Wintergreen Oil – Minty Poisonous Freshness: Crazy Things I Learned Researching Books

Wintergreen oil

wintergreen oilОкраска стен

So while revising In the Company of the Dead I discovered I’d described a poison as tasting of mint. Now why did I do that? Did I research a poison that tasted of mint? Do any poisons taste of mint?

Well I don’t know. Better go find out.

Enter wintergreen oil. Which does taste minty – not that I recommend sampling it. At least not in copious quantities. And by ‘copious’ I mean a teaspoon of the stuff.

The proper name for wintergreen oil is ‘methyl salicylate’, and it’s produced by ‘wintergreen’ or ‘evergreen’ plants, possibly as a defence mechanism given its toxicity. In pure form, wintergreen oil is toxic, with one teaspoon containing 7 grams of salicylate, or the equivalent of more than twenty-three 300mg aspirin tablets. This is documented to be enough to kill an adult up to 70kg in body weight.
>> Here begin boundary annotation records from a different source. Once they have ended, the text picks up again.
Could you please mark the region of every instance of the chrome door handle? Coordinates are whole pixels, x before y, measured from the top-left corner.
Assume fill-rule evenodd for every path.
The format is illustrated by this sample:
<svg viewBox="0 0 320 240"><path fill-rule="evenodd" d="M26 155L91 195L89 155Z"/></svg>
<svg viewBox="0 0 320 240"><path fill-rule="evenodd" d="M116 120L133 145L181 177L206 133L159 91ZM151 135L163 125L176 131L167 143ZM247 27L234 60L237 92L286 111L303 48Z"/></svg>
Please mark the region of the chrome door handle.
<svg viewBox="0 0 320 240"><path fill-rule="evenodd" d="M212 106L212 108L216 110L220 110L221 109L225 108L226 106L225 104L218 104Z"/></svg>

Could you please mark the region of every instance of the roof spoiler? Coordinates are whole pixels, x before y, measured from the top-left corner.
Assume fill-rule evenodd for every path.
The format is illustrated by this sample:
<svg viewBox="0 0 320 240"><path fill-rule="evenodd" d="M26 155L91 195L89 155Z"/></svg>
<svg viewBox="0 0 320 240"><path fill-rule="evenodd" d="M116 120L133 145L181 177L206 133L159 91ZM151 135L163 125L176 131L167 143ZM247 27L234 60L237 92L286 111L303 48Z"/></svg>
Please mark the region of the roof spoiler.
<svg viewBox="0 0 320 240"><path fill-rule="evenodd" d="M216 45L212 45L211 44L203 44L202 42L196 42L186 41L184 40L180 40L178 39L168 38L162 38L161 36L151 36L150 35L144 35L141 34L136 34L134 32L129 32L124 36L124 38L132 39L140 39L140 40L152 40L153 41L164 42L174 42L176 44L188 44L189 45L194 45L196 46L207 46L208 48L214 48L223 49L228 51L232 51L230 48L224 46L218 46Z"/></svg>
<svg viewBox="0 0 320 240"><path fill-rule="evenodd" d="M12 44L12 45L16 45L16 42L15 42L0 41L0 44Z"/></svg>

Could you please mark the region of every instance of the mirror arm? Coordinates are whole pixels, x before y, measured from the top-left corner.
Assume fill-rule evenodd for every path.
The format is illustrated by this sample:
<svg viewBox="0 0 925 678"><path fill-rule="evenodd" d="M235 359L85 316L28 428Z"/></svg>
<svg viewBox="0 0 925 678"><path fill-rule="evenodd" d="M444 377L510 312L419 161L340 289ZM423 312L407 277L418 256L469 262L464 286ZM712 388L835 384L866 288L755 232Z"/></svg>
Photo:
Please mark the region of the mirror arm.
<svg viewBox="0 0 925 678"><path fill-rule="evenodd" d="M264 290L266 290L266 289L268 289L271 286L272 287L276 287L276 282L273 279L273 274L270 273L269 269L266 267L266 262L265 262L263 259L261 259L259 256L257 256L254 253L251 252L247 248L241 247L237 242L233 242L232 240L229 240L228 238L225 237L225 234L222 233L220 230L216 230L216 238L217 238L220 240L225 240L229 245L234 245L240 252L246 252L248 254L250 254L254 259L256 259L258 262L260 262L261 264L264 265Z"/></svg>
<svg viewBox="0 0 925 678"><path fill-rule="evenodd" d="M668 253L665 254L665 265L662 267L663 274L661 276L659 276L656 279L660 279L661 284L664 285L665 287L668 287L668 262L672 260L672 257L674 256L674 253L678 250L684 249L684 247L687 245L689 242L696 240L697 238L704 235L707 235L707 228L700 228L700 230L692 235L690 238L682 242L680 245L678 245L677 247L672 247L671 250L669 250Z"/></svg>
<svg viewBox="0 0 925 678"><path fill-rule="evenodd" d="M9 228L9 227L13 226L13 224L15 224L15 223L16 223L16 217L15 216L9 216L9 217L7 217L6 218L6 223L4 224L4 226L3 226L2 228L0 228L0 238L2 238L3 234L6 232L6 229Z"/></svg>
That said, there’s a good chance you have consumed wintergreen oil – it’s used in very low concentrates to provide the mint flavour in some chewing gums!

Apparently if you crush Lifesavers flavoured using wintergreen oil in a dark room, you can potentially witness triboluminescence – which is light generated by breaking chemical bonds in a material when it is pulled apart, ripped, scratched, crushed, or rubbed. If you try this out, please send me pictures!


How To Carry A Claymore: Crazy Things I Learned Researching Books


So in last week’s post I talked about the basket-hilted Scottish broadsword. I noted that this sword became popular after armour was obsolete, which meant it was more likely my hero would carry a weapon he could use effectively against an armoured foe.http://dekor-okno.ru

So Lyram now carries a basket-hilted broadsword as a clan relic and a claymore for battle.

This all led to another question – how do you carry a claymore? The things are huge. Taller than me, even. OK, I’m not that tall, but I’m not that short either.

Presumably it needed to be carried on the back, but I didn’t know the answer, so I looked it up.

And I learned a few things.

It is exceedingly difficult to draw a claymore from a back sheath without removing or severely damaging one’s own head. Uh, maybe not a good idea.

It is arguably even more difficult to put it back in the sheath without being able to see what one was doing.

This meant claymores were carried one of two ways. Either in a back sheath where the shoulder harness could be easily dropped off to allow the sword to be drawn without decapitating oneself, or more simply in the hand.

But wait, it gets more complicated.

Apparently it wasn’t unknown for the sheath to ‘grip’ these swords. I haven’t found a good reason why, but I suspect this was a problem common to many swords. It presented a particular difficulty with the claymore because the thing was so damn big that holding the sheath in one hand and levering the blade clear with the other wasn’t easy.

So many swordsmen who carried these beasts of war also had a man filling a squire-type function, who would carry the claymore for the warrior, and/or assist him to unsheathe it as needed.

So what I thought was a relatively simple question turned out to be quite complex.

And the moral of the story: don’t cut your own head off drawing your sword.